If the eG agent connects to the Kubernetes API on the master node via a proxy server, then provide the IP address of the proxy server here. If no proxy is used, then the default setting -none - of this parameter, need not be changed,

Proxy Port

If the eG agent connects to the Kubernetes API on the master node via a proxy server, then provide the port number at which that proxy server listens here. If no proxy is used, then the default setting -none - of this parameter, need not be changed,

Proxy Username, Proxy Password, Confirm Password

These parameters are applicable only if the eG agent uses a proxy server to connect to the Kubernetes/OpenShift cluster, and that proxy server requires authentication. In this case, provide a valid user name and password against the Proxy Username and Proxy Password parameters, respectively. Then, confirm the password by retyping it in the Confirm Password text box.

If no proxy server is used, or if the proxy server used does not require authentication, then the default setting - none - of these parameters, need not be changed.

Measurements made by the test

Measurement

Description

Measurement Unit

Interpretation

Avg GC invocations duration

Indicates the average time spent in garbage collection.

Seconds

A low value is desired for this measure. A very high value or a consistent increase in the value of this measure is a cause for concern, as it indicates that the garbage collector is probably taking too long to complete collections.

Since garbage collection often triggers stop-the-world latencies in applications, prolonged garbage collection activities can adversely impact application availability and performance. In short, the longer GC runs, poorer will be application performance.

One way to reduce GC time, is to fine-tune the configuration option called GC Percentage at runtime. This is set to 100 by default. This value represents a ratio of how much new heap memory can be allocated before the next collection has to start. Setting the GC Percentage to 100 means, based on the amount of heap memory marked as live after a collection finishes, the next collection has to start at or before 100% more new allocations are added to heap memory. You could decide to change the GC Percentage value to something larger than 100. This will increase the amount of heap memory that has to be allocated before the next collection can start, thus delaying the start of the next collection.

On the flip side though, increasing the GC percentage will slow down the pace of the collector. The collector has a pacing algorithm which is used to determine when a collection is to start. The algorithm depends on a feedback loop that the collector uses to gather information about the running application and the stress the application is putting on the heap. Stress can be defined as how fast the application is allocating heap memory within a given amount of time. It’s that stress that determines the pace at which the collector needs to run.

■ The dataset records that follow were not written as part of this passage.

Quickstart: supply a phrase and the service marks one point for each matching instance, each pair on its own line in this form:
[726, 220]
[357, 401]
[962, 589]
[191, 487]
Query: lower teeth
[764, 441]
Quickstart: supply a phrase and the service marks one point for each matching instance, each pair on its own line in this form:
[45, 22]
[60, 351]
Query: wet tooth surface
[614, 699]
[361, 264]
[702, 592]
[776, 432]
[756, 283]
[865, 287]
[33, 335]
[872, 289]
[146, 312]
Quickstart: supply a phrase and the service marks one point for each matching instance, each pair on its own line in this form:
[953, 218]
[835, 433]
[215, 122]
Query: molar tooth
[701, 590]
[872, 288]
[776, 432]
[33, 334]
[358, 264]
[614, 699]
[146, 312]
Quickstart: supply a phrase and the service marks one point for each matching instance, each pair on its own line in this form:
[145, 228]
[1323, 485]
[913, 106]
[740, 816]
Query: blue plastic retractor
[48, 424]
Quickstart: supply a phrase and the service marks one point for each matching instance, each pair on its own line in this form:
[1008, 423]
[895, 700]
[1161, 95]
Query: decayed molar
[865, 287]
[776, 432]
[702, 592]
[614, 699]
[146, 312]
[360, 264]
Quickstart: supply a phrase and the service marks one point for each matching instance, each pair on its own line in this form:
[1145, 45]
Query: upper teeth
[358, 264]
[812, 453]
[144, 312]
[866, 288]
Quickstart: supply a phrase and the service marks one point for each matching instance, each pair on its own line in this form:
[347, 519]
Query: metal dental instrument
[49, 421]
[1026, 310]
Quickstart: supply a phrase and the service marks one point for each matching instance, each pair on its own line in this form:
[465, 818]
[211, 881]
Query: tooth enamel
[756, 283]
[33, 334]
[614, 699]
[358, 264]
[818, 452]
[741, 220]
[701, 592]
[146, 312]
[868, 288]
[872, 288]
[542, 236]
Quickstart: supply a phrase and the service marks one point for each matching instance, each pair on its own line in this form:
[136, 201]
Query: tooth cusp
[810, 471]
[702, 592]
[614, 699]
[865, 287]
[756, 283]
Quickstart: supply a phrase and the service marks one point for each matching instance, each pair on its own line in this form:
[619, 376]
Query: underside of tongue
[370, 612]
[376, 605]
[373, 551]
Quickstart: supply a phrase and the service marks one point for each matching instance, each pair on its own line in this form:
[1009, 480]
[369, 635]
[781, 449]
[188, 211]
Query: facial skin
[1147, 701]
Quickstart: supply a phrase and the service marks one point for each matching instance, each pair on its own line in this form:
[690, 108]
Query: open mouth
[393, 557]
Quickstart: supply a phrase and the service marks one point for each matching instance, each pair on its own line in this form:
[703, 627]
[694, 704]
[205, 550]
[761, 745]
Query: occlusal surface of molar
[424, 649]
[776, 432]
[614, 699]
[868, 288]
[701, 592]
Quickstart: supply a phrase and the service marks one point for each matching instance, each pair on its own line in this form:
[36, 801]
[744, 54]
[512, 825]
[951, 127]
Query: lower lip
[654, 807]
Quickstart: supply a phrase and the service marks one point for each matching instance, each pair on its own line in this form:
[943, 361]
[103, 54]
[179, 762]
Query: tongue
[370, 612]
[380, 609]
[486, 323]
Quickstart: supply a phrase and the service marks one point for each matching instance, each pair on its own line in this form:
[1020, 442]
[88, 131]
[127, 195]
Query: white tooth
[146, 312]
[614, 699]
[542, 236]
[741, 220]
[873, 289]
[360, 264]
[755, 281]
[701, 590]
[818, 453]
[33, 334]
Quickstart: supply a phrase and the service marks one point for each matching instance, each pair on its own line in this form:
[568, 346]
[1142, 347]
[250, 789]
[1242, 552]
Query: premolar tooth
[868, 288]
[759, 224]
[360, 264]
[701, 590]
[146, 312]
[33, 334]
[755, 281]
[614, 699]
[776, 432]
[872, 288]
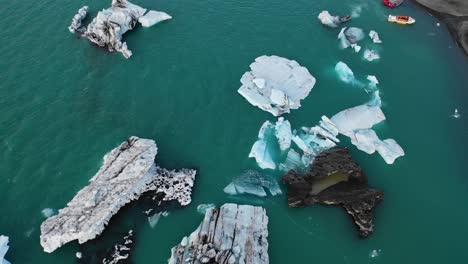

One misconception is thinking that slowing down the pace of the collector is a way to improve performance. In reality though, application performance truly improves only when more work is getting done between collections or during a collection. This can be achieved only by reducing the amount or the number of allocations any piece of work is adding to heap memory.

Increasing the GC percentage in fact, increases the workload of collections by adding more to the heap memory after every collection. In the long run, this may degrade application performance than improve it.

OS threads created

Indicates the number of threads spawned by the garbage collection process.

Number

A large value for this measure is indicative of resource-intensive garbage collections.

Goroutines

Indicates the number of Goroutines used for garbage collection.

Number

An unusually high value for this measure could indicate that the garbage collector is probably recruiting application Goroutines as well to do the Marking work on the collections. This in turn could be because of of Marking workloads that the collector is unable to complete using just its dedicated Goroutines. Such workloads are usually imposed by applications that consume heap memory significantly.